Feeding, Eating Disorders, and Body Dissatisfaction

Adolescence is a temporal frame during which physical changes and identity development occur, and teenagers acquire a greater awareness of the body, both their own and those of their peers (49). Posting pictures on social media is one of the most common practices among young people, especially self-photos (commonly known as “selfies”) (89). Exposing and being exposed massively to pictures of body might lead to negative outcomes, such as body image dissatisfaction, defined as “the discrepancy between identification of one’s own figure (actual) and the figure chosen as the desirable self-image” (90), or alterations in nutrition habits, to the extent of the development of EDs. With regard to Instagram, body image dissatisfaction mediates the relationship between PSMU and internalizing symptoms differently in males and females, with the latter showing a stronger indirect effect
(58). Evidence from a study involving Singaporean girls showed that selfie practice on Instagram (browsing and editing) and body esteem are mediated by appearance comparison operated by peers’ groups with a negative association, while posting self photos and body esteem are directly correlated (49). With regard to Facebook, Tiggemann and colleagues investigated social media exposure and body image concerns in girls, finding that time spent on the online platform was strongly correlated to body surveillance and the ideal of a thin body shape (26). An analysis of a Canadian sample of teenagers highlights that more frequent and prolonged usage of social media services is associated with body dissatisfaction, with a trend to perceive oneself overweight in both boys and girls (36). Recent findings from a study by Fardouly and colleagues indicate that more frequent appearance comparisons with others on social media and considering them to be more attractive than oneself is negatively correlated with body image satisfaction and positively linked with eating-related disorders in both male and female teenagers (60). Evidence from a sample of Italian adolescents highlights the role played by appearance control beliefs and body image control in photos, as these dimensions could be configured as predictors of problematic usage of social media and negative mental health outcomes (59). Overall, the findings indicate a higher vulnerability for girls to develop a negative image of their own body. This risk can be compounded by misleading and harmful content that can be found on social media.

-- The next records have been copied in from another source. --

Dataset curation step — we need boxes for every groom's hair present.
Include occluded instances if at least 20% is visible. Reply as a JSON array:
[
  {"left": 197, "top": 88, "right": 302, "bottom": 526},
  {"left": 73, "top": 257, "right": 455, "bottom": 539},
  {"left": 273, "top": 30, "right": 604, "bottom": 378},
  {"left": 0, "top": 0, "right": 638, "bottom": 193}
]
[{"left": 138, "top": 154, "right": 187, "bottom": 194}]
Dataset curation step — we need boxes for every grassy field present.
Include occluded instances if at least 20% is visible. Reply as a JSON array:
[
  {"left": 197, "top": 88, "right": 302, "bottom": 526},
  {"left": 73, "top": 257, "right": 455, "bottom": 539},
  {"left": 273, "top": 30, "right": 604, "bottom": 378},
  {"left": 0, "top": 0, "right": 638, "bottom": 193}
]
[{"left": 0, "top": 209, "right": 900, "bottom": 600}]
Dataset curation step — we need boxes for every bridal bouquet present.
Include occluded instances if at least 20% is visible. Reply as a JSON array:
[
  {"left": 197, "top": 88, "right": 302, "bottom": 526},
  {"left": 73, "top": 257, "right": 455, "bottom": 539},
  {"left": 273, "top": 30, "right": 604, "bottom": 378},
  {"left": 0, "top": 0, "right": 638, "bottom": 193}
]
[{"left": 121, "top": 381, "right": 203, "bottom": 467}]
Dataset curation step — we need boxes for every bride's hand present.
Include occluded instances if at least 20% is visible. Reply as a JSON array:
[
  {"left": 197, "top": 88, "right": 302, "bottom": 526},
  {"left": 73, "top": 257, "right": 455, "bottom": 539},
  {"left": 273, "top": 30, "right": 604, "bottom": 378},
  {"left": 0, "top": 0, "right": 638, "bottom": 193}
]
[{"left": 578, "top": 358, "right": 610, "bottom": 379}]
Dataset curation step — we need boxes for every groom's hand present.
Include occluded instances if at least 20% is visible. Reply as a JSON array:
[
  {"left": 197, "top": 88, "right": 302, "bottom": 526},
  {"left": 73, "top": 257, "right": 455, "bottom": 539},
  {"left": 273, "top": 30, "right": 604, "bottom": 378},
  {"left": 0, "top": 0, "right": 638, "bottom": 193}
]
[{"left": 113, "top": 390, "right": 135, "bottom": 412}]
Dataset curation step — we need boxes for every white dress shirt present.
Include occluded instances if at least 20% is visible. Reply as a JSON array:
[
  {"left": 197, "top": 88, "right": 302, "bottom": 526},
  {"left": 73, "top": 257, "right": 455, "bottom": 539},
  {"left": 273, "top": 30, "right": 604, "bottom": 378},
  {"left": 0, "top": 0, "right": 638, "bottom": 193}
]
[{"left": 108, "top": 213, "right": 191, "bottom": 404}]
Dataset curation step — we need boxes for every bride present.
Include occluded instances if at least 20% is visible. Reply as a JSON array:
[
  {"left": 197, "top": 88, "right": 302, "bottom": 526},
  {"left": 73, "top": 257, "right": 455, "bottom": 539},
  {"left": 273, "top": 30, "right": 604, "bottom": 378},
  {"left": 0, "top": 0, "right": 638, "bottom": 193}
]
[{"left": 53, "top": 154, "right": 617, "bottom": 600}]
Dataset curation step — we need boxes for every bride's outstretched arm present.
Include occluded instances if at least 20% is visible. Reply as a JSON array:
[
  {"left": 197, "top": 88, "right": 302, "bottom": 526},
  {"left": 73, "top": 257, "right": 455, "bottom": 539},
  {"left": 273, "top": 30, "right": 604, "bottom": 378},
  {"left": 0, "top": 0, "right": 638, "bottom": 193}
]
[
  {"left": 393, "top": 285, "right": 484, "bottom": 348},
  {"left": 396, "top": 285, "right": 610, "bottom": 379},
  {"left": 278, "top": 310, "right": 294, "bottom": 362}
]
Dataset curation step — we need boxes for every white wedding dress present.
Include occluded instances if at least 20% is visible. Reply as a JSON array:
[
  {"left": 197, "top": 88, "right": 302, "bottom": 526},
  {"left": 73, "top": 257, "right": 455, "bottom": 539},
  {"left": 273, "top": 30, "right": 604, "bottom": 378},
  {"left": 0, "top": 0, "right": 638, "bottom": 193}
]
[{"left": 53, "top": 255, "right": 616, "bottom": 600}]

Presentation of Eating Disorders on Social Media Platforms
In recent years, groups supporting anorexia nervosa in several ways (endorsement and promotion of dysfunctional eating behavior, maintenance of the disorder, and interference with recovery) have been spreading across social media platforms. The dynamics of the Proana Movement, which promotes behaviors relating to anorexia nervosa, have been examined using Twitter, finding that adhering people and/or promoters were almost totally teenage girls (31). In the midst of the factors mediating the risk to develop body dissatisfaction or EDs, one study focused on teenagers’ offiine social environment, finding that a positive mother-adolescent relationship can exert a protective function against the adverse effects of social media usage on body perception (50). An alarming factor is determined by the support of pro-EDs in online networks. As popular platforms started blocking pro-ED related terms, users supporting dangerous eating habits have begun altering the hashtags, bringing forward their approval toward endangering conducts. On the other hand, it is not unusual that people rehabilitating from an ED seek support during their journey to recovery by sharing their testimony through textual posts or visual media (i.e., pictures, video, and gif). This dual nature of online communication represents a great challenge for research, as the analysis focused uniquely on hashtags may be misleading (91). Moreover, people supporting ED behaviors often alter the terms in hashtags or post them in comments in order to overcome social media censorship policy, with a possible risk to expose more fragile or sensitive people to explicit content.